If you used a computer at work, you were “In Computers” according to my old-school dad. “What does Ryan do? He’s in computers.” Well… I’m not, but fuck it.
“I hear you. But I think I’m gonna stick with this writing thing for a while.”
“Yeah… Or you could apply to The Home Depot. Think about it.”
“Love you, Dad.”
Big Pond. Dumb Fish
OK, I left the security of my small hometown to become a freelance writer… Now what? Can I have the money now? How about that log cabin?
After selling a few stories, my plan was to work for Magazine A this week, Magazine B next week. Who knows, maybe Rolling Stone after a year. Again, I was a silly tit.
My early freelance successes weren’t flukes, but they were definitely fortunate. Suddenly, my story pitches started getting rejected. The magazine income spigot dried right the fuck up.
“OK, I wasn’t prepared for this… Shit. Going to have to try something else. Or I could apply to The Home Depot.”
I wrote for newspapers, but that was barely rum-money. What else can I do? I started going to networking events hoping to meet entrepreneurs that needed a website or a press release written.
I didn’t know how to network. I had homemade business cards. I was bad at invoicing and often fucked up the math. One of my first clients said she liked me because I looked like a real writer, with my glasses and my wrinkled shirt.
“I actually did try to iron this shirt. Is it still wrinkled? Shit.”
But, I did Ok and I was happy. My business mentor convinced me that the only freedom was freelance. If I ever went back to 9-5, I’d be just another battery powering the Matrix.
But, then around 2008, the economy collapsed and my freelance clients could no longer afford to pay me.
So, back to the big machine I went. Back to 9-5.
My Return to the Matrix
After describing myself as a dynamic self-starter 10,000 times on 10,000 resumes, I landed a full-time gig in Toronto. I had to go back to office life and wearing pants during the day. Dammit all.
My income was now a “Wax On, Wax Off” mix of freelance and full-time paycheques. I really recommend this mix to young writers. Being fully freelance is fun and (sometimes) fruitful, but it’s also scary as hell.
Chasing freelance clients for your money starts to feel like chasing a coke-head roommate for their half of the rent.
Even when a company promises ungodly billable hours for a year or more, be wary. That magic carpet can suddenly disappear out from underneath you.
I once quit a full-time job on New Year’s Eve because an agency urgently needed my particular set of skills for a new client. Quitting was insane, but so was the offer.
I took the leap. I also took my first cheque, moved into a bigger apartment and started drinking a higher quality of rum.

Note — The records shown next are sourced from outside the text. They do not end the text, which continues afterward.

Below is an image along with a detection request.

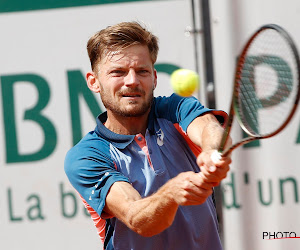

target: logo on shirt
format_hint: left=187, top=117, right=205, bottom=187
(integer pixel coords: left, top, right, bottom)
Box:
left=156, top=129, right=165, bottom=146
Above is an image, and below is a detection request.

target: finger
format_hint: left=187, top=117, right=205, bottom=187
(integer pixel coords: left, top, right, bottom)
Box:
left=201, top=165, right=229, bottom=182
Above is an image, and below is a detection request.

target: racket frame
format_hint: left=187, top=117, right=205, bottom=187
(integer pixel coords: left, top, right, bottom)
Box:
left=219, top=24, right=300, bottom=157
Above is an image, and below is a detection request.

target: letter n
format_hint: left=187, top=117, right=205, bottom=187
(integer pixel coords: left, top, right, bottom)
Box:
left=68, top=70, right=102, bottom=145
left=0, top=74, right=57, bottom=163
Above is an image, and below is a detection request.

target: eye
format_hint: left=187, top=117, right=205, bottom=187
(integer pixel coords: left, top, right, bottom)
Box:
left=110, top=69, right=125, bottom=77
left=138, top=69, right=150, bottom=76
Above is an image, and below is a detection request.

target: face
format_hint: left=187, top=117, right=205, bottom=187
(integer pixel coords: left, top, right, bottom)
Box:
left=87, top=45, right=157, bottom=117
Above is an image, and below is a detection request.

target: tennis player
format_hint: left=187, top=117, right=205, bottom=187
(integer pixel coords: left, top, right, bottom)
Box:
left=65, top=22, right=231, bottom=250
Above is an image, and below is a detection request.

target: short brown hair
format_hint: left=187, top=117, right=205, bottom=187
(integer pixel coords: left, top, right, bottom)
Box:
left=87, top=22, right=158, bottom=70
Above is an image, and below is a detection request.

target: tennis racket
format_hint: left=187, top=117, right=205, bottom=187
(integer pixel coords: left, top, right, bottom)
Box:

But, a few weeks later, the head of the agency brought me into his office to tell me the client pulled out. And no client meant no Ryan. “We’ve got enough work to keep you busy for a year,” became, “We’re as shocked and as angry as you are.”
“OK, I wasn’t prepared for this… Shit.”
This is why after the word “Thirty” entered my age, I’ve been OK with 9-5 gigs (with a side hustle, of course). Freedom is good. But the exact same amount of money deposited in your bank every two weeks is also good.

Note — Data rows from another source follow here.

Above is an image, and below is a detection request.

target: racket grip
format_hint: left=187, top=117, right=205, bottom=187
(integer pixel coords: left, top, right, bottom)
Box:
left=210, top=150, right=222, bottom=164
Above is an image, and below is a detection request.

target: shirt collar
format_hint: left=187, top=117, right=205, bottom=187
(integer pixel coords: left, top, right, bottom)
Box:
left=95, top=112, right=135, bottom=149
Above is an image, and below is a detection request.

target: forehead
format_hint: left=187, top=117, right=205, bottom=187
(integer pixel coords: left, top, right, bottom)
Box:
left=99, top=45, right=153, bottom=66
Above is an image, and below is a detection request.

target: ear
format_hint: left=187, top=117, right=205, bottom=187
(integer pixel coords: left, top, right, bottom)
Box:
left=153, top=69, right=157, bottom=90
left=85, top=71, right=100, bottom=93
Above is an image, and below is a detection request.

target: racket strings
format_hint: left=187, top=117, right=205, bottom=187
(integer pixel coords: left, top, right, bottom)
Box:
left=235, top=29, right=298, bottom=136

But, Is The Struggle Worth it? Fuck Yes
I’m not a failed writer who’s telling you that the road is too hard. I’m a quasi-successful writer who wants you to know the road is not a road.
It’s a small path you have to machete your way through. You may struggle along the way. At times, your bills may be paid late and your relationships may be strained.
I’ll avoid any motivational quotes or proverbs. I hate those. I’ll simply say The Struggle is real, but it makes success so, so, so god damn satisfying.
The Struggle separates those who think they want to write from those with real fire. It’s the difference between entrepreneurs and wantrepreneurs. A writer friend put it well when he said, “Some want to work hard to make the team. Some just want the jersey.”